One woman told how her sister gave birth in the bush. Both she and her newborn baby died. Another described finding a baby crying in an abandoned pick-up truck, its parents nowhere to be found.
She had to leave the child where it was, Bello said.
"The stories will break your heart," he added. "When they heard the army was coming they (the women and children) started to run with Boko Haram. But the rebels left them in the Sambisa Forest...
"Luckily they escaped but the trauma is still there."

The Malkohi camp is now home to 275 women and children, brought in last weekend to recover from their ordeal and prepare them for a return to their home towns and villages.
How long that will be is anyone's guess, despite the Nigerian Army's recent claimed successes in driving out the insurgents from captured territory in three northeastern states.
But while physical wounds and illnesses can be treated quickly, the women and children's psychological state will likely take longer to address.

According to Amnesty International, more than 2,000 women and girls have been kidnapped since the start of last year.
Some 700 have been freed in recent weeks, including 25 more on Tuesday. The numbers give an idea of the scale of the rehabilitation required.
Wednesday saw the first sessions with some 30 trained counsellors, encouraging the women to talk about their experiences to help them come to terms with what happened.
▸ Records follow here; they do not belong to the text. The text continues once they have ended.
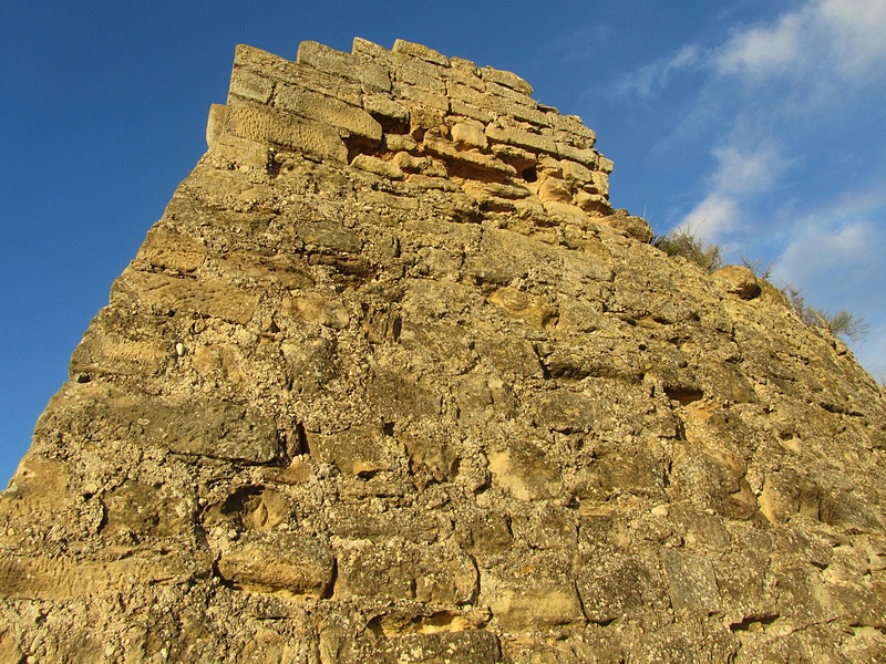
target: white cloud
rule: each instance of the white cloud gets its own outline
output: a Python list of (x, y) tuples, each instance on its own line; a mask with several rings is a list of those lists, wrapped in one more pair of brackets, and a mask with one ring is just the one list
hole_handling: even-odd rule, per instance
[(878, 248), (886, 234), (865, 219), (836, 225), (811, 220), (799, 231), (779, 259), (776, 274), (789, 283), (802, 283), (823, 292), (845, 293), (883, 271)]
[(701, 61), (701, 50), (696, 44), (684, 44), (670, 58), (660, 58), (626, 76), (616, 90), (621, 95), (647, 97), (668, 84), (670, 75), (679, 70), (696, 66)]
[(841, 69), (856, 77), (877, 73), (886, 62), (886, 2), (823, 0), (817, 19), (831, 28)]
[(712, 152), (718, 162), (713, 177), (717, 191), (735, 195), (763, 191), (786, 167), (786, 160), (774, 143), (761, 143), (752, 151), (729, 145), (714, 147)]
[(712, 191), (680, 221), (679, 227), (717, 242), (740, 224), (739, 203), (732, 196)]
[(886, 2), (811, 0), (772, 25), (734, 33), (712, 62), (720, 74), (756, 82), (812, 74), (866, 83), (886, 62)]
[[(738, 134), (735, 141), (744, 138)], [(786, 168), (787, 160), (779, 146), (763, 142), (751, 148), (738, 145), (714, 147), (717, 170), (710, 178), (705, 197), (679, 222), (711, 242), (744, 228), (740, 200), (769, 189)]]
[(793, 71), (805, 59), (805, 12), (783, 15), (775, 25), (738, 32), (720, 49), (714, 68), (720, 73), (763, 76)]

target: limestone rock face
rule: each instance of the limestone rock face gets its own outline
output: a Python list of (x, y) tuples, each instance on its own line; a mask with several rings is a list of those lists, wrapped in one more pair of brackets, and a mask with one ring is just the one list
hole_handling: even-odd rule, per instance
[(886, 660), (886, 400), (594, 132), (237, 49), (0, 497), (0, 661)]

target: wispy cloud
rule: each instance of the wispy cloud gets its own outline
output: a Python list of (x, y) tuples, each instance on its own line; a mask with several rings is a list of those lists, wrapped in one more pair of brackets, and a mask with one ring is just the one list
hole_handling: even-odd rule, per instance
[(756, 81), (804, 73), (838, 74), (841, 84), (879, 77), (886, 62), (886, 2), (807, 2), (772, 25), (734, 33), (711, 62), (720, 74)]
[(700, 63), (701, 49), (697, 44), (686, 44), (672, 56), (660, 58), (628, 74), (616, 85), (616, 93), (621, 96), (648, 97), (666, 87), (672, 73)]
[(680, 227), (715, 242), (745, 227), (741, 201), (771, 188), (789, 160), (775, 142), (741, 143), (740, 136), (733, 136), (732, 143), (712, 149), (718, 166), (708, 194), (683, 216)]

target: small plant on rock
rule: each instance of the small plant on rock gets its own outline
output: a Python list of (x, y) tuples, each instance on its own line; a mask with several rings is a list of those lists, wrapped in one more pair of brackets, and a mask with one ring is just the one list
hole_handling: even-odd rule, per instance
[(782, 292), (807, 325), (824, 328), (834, 336), (843, 336), (852, 341), (863, 340), (870, 331), (870, 325), (862, 317), (851, 311), (841, 309), (836, 313), (831, 313), (824, 309), (810, 307), (806, 304), (806, 295), (790, 283), (784, 284)]
[(723, 267), (723, 248), (701, 239), (692, 228), (676, 228), (652, 238), (652, 246), (668, 256), (682, 256), (705, 272), (715, 272)]

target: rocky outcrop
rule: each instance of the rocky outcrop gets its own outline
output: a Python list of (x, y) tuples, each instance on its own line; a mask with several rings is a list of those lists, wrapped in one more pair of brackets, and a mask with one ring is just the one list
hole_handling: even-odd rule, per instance
[(0, 498), (0, 660), (886, 658), (880, 387), (530, 93), (237, 49)]

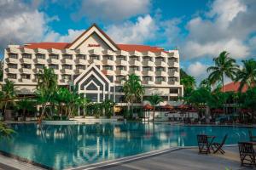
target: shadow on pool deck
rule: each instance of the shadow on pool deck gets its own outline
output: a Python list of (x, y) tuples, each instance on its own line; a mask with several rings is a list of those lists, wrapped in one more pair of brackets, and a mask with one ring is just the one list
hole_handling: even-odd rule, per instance
[(183, 149), (152, 156), (145, 159), (137, 160), (127, 163), (121, 163), (112, 167), (103, 167), (98, 169), (109, 170), (133, 170), (133, 169), (156, 169), (156, 170), (235, 170), (250, 169), (240, 167), (238, 148), (225, 147), (224, 155), (198, 154), (197, 149)]

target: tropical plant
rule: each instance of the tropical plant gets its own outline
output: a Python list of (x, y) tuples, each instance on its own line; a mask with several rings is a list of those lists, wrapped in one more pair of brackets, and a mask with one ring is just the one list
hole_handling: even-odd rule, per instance
[(26, 114), (28, 112), (36, 112), (36, 105), (37, 104), (35, 100), (24, 99), (16, 103), (15, 108), (16, 110), (21, 110), (21, 116), (25, 117)]
[(3, 81), (3, 59), (0, 60), (0, 82)]
[(131, 111), (133, 113), (133, 103), (141, 99), (145, 93), (144, 87), (141, 83), (138, 76), (135, 74), (129, 75), (128, 79), (124, 83), (125, 97), (128, 105), (131, 104)]
[[(52, 101), (52, 98), (57, 89), (57, 76), (51, 68), (44, 67), (38, 75), (38, 87), (36, 94), (38, 101), (42, 105), (42, 113), (39, 119), (41, 122), (47, 105)], [(51, 103), (49, 104), (52, 105)]]
[(154, 121), (154, 112), (155, 112), (155, 106), (158, 105), (160, 102), (163, 102), (163, 99), (157, 95), (157, 94), (152, 94), (149, 96), (147, 100), (150, 103), (150, 105), (153, 107), (153, 122)]
[(238, 71), (238, 65), (236, 64), (236, 60), (229, 57), (229, 53), (223, 51), (218, 57), (213, 59), (214, 66), (207, 68), (207, 72), (210, 72), (208, 80), (213, 85), (216, 82), (221, 82), (223, 90), (224, 91), (224, 76), (235, 80), (236, 73)]
[(12, 128), (8, 127), (4, 122), (0, 121), (0, 137), (4, 137), (9, 139), (11, 135), (15, 133), (15, 131), (14, 131)]
[(3, 100), (3, 113), (6, 113), (6, 109), (10, 104), (15, 105), (14, 98), (16, 96), (15, 83), (9, 80), (6, 80), (2, 85)]
[(241, 62), (243, 68), (237, 71), (236, 78), (236, 82), (241, 82), (239, 91), (241, 91), (245, 85), (247, 85), (248, 88), (256, 85), (256, 60), (250, 59)]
Not only have they endured being uprooted from their homes at the point of a gun but they have lost husbands, children and other family members, sometimes killed in front of them.
"Most of them have gone through several different forms of gender-based violence, not once but several times that must have affected them not only physically but mentally," said psychologist Christian Macaulay Sabum.

A psychologist has also been summoned from Maiduguri, 405 kilometres (250 miles) by road to the north, added Sabum, from the UN Population Fund (UNFPA).
International non-governmental agencies are on hand to work with the children, he said.
Regina Mousa knows some of what the women have gone through. Her daughter, Nancy, then aged 12, went missing for three years when civil war erupted in her native Sierra Leone in the 1990s.
"Somehow I was being prepared for this," said Mousa, a psychologist at the American University of Nigeria in Yola, which is heavily involved in helping those displaced by Boko Haram violence.
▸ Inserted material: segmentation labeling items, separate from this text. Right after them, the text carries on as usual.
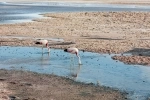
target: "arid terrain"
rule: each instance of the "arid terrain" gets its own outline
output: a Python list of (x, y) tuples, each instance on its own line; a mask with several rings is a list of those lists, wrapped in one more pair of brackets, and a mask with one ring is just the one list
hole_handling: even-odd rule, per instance
[[(149, 3), (148, 0), (101, 0), (104, 3), (121, 4), (135, 4), (135, 1), (136, 4)], [(1, 45), (36, 46), (35, 38), (62, 38), (65, 42), (76, 44), (50, 46), (75, 46), (79, 50), (91, 52), (119, 53), (122, 55), (112, 58), (128, 64), (150, 65), (149, 12), (51, 13), (44, 16), (44, 19), (35, 19), (34, 22), (0, 25)], [(4, 38), (5, 36), (9, 38)], [(132, 55), (126, 56), (124, 53)], [(120, 93), (115, 89), (26, 71), (0, 70), (0, 89), (2, 100), (126, 99), (126, 93)]]

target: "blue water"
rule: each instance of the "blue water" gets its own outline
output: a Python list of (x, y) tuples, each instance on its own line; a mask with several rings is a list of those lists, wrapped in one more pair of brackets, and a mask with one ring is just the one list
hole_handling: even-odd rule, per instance
[[(131, 100), (146, 100), (150, 95), (150, 67), (126, 65), (111, 59), (112, 55), (79, 52), (78, 58), (71, 57), (61, 49), (38, 47), (0, 47), (0, 68), (30, 70), (38, 73), (55, 74), (86, 83), (100, 85), (129, 92)], [(74, 58), (74, 60), (73, 60)]]
[(81, 11), (150, 11), (149, 6), (64, 2), (6, 3), (0, 2), (0, 24), (29, 22), (39, 14)]

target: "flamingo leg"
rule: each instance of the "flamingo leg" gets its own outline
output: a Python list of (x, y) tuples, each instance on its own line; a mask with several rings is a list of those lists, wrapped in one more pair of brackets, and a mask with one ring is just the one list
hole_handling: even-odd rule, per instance
[(42, 46), (42, 54), (43, 54), (43, 46)]

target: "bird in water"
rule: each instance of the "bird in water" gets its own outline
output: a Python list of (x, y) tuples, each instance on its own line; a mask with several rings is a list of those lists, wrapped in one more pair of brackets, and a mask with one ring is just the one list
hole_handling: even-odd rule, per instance
[(50, 52), (50, 47), (48, 46), (48, 40), (45, 39), (37, 39), (35, 44), (40, 44), (42, 45), (42, 52), (43, 52), (43, 48), (44, 46), (46, 46), (46, 48), (48, 49), (48, 52)]
[(79, 50), (75, 47), (71, 47), (71, 48), (67, 48), (64, 50), (65, 52), (71, 53), (71, 54), (76, 54), (76, 56), (78, 57), (79, 60), (79, 65), (81, 65), (81, 60), (80, 60), (80, 56), (79, 56)]

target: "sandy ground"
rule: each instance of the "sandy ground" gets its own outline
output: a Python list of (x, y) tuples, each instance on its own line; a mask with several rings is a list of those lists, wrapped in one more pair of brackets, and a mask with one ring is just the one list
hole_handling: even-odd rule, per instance
[[(125, 93), (93, 84), (82, 84), (55, 75), (0, 70), (7, 90), (0, 100), (125, 100)], [(5, 84), (3, 84), (5, 86)], [(0, 84), (0, 88), (4, 88)], [(10, 93), (11, 92), (11, 93)], [(8, 99), (10, 98), (10, 99)]]
[[(5, 0), (5, 2), (8, 1)], [(107, 2), (111, 3), (110, 0)], [(113, 3), (134, 4), (132, 2), (148, 4), (149, 0), (113, 1)], [(35, 38), (62, 38), (65, 42), (76, 44), (51, 45), (51, 47), (64, 49), (75, 46), (79, 50), (98, 53), (121, 53), (121, 56), (112, 58), (129, 64), (150, 65), (149, 12), (82, 12), (45, 14), (44, 16), (44, 19), (35, 19), (35, 22), (0, 25), (1, 45), (36, 46)], [(10, 38), (12, 36), (16, 38)], [(126, 56), (124, 53), (133, 55)], [(62, 77), (22, 71), (0, 70), (0, 89), (2, 100), (9, 98), (16, 100), (126, 99), (125, 94), (110, 88), (76, 84)]]

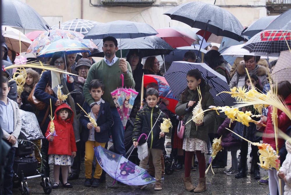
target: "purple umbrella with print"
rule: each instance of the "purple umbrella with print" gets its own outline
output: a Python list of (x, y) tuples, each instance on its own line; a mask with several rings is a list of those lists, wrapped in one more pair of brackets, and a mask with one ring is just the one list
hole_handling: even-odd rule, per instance
[[(145, 134), (141, 135), (139, 141), (143, 135)], [(144, 185), (156, 181), (145, 169), (122, 155), (108, 150), (100, 145), (94, 147), (94, 151), (100, 166), (114, 179), (113, 184), (116, 181), (129, 185)]]

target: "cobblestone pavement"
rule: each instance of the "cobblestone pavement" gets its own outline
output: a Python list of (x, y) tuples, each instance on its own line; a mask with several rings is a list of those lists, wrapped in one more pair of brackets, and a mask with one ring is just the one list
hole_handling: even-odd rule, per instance
[[(250, 148), (249, 147), (249, 150)], [(167, 153), (168, 153), (168, 151)], [(210, 155), (205, 155), (206, 162), (209, 159)], [(227, 168), (230, 167), (231, 157), (230, 153), (228, 155)], [(258, 180), (253, 179), (249, 173), (251, 164), (248, 162), (249, 171), (246, 178), (235, 179), (234, 176), (228, 176), (223, 173), (224, 169), (214, 169), (215, 175), (213, 175), (210, 170), (206, 175), (206, 191), (201, 194), (259, 194), (265, 195), (269, 193), (268, 185), (259, 184)], [(175, 171), (171, 175), (165, 175), (163, 182), (163, 189), (160, 191), (155, 191), (153, 185), (148, 186), (143, 190), (139, 190), (137, 187), (134, 186), (123, 186), (116, 184), (112, 185), (113, 180), (109, 175), (106, 175), (106, 183), (100, 184), (96, 188), (86, 187), (83, 185), (85, 180), (84, 163), (82, 164), (80, 177), (78, 179), (70, 182), (73, 187), (72, 188), (65, 188), (60, 185), (58, 188), (53, 189), (52, 194), (190, 194), (193, 192), (187, 192), (185, 190), (182, 178), (183, 176), (184, 169), (180, 171)], [(267, 174), (266, 170), (261, 169), (262, 177)], [(52, 167), (51, 168), (51, 176), (53, 180)], [(191, 177), (193, 184), (198, 184), (199, 173), (197, 171), (191, 171)], [(40, 178), (36, 178), (27, 181), (31, 194), (44, 194), (42, 188), (39, 185)], [(17, 189), (14, 189), (13, 194), (20, 194)]]

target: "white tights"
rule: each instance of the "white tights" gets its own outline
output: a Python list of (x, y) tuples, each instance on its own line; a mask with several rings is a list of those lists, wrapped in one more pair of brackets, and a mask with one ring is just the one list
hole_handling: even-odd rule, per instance
[[(279, 178), (277, 175), (277, 171), (276, 169), (269, 169), (268, 170), (269, 175), (269, 190), (270, 195), (277, 195), (277, 192), (280, 188), (279, 183)], [(282, 195), (284, 193), (284, 186), (285, 182), (283, 180), (281, 180), (281, 187), (282, 193), (279, 190), (279, 194)]]

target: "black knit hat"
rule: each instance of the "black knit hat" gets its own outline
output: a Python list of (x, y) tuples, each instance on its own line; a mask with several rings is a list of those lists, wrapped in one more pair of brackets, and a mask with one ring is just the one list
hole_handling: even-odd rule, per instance
[(90, 59), (86, 58), (81, 58), (78, 61), (77, 66), (75, 68), (75, 70), (78, 71), (79, 68), (82, 66), (88, 66), (90, 68), (92, 66), (92, 62)]

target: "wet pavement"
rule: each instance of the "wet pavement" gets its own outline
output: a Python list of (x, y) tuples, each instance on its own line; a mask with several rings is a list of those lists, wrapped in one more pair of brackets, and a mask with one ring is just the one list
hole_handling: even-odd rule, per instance
[[(250, 147), (249, 147), (249, 148)], [(210, 155), (205, 155), (206, 162)], [(251, 164), (249, 163), (249, 171), (246, 178), (237, 179), (234, 176), (228, 176), (223, 173), (224, 168), (214, 169), (215, 174), (213, 175), (210, 170), (206, 177), (206, 191), (200, 193), (201, 194), (258, 194), (266, 195), (269, 193), (267, 185), (259, 184), (258, 180), (254, 180), (253, 176), (249, 173)], [(231, 157), (230, 152), (228, 155), (228, 164), (227, 168), (230, 167)], [(267, 171), (261, 168), (261, 177), (262, 178), (267, 174)], [(52, 166), (51, 166), (51, 178), (52, 175)], [(81, 167), (80, 177), (76, 180), (71, 181), (70, 183), (73, 186), (72, 188), (65, 188), (60, 185), (58, 188), (53, 189), (52, 194), (190, 194), (193, 192), (186, 191), (184, 189), (182, 178), (183, 177), (184, 169), (179, 171), (174, 171), (170, 175), (165, 175), (163, 181), (163, 190), (155, 191), (154, 185), (148, 186), (143, 190), (141, 190), (136, 186), (121, 185), (116, 183), (112, 185), (113, 180), (108, 175), (106, 175), (106, 182), (101, 184), (96, 188), (86, 187), (83, 185), (84, 181), (85, 174), (84, 163)], [(198, 184), (199, 173), (198, 171), (191, 171), (191, 177), (192, 184), (197, 186)], [(35, 178), (27, 181), (31, 194), (45, 194), (42, 188), (39, 185), (40, 178)], [(52, 182), (53, 181), (51, 182)], [(21, 194), (17, 189), (13, 190), (13, 194)]]

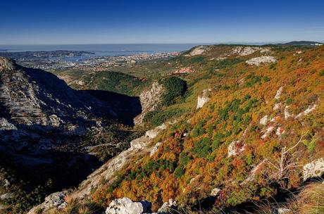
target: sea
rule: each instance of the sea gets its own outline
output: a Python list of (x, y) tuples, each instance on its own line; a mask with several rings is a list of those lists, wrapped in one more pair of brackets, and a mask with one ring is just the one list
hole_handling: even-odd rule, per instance
[(0, 45), (0, 51), (84, 51), (93, 52), (97, 56), (104, 56), (141, 53), (179, 52), (188, 50), (197, 45), (199, 44)]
"How I survived I don't know. We managed to find her. As far as the trauma is concerned, I've gone through it myself personally and with my family," she said.
"We all know the trauma they have gone through. It's going to take some time. It's not going to happen overnight.
"It's going to take six months, maybe a year depending on the level of trauma they have experienced, especially with the children."
The "psycho-social" groups -- some of them held under trees in the compound, others behind closed doors -- are designed to identify their needs.
Some have already been pinpointed for a course of anti-depressants or treatment for anxiety.

"One woman jumps at the mention of Boko Haram," said Bello.
Others may seem to be coping, happy to be finally free, but delayed reactions need to be watched, such as the vivid flashbacks and bad dreams that come with post-traumatic stress disorder, said Mousa.
"Some have not come out of their rooms yet. They come when they're asked. They're the ones I'm looking out for. The silent ones are the really dangerous ones. These need to be on medication."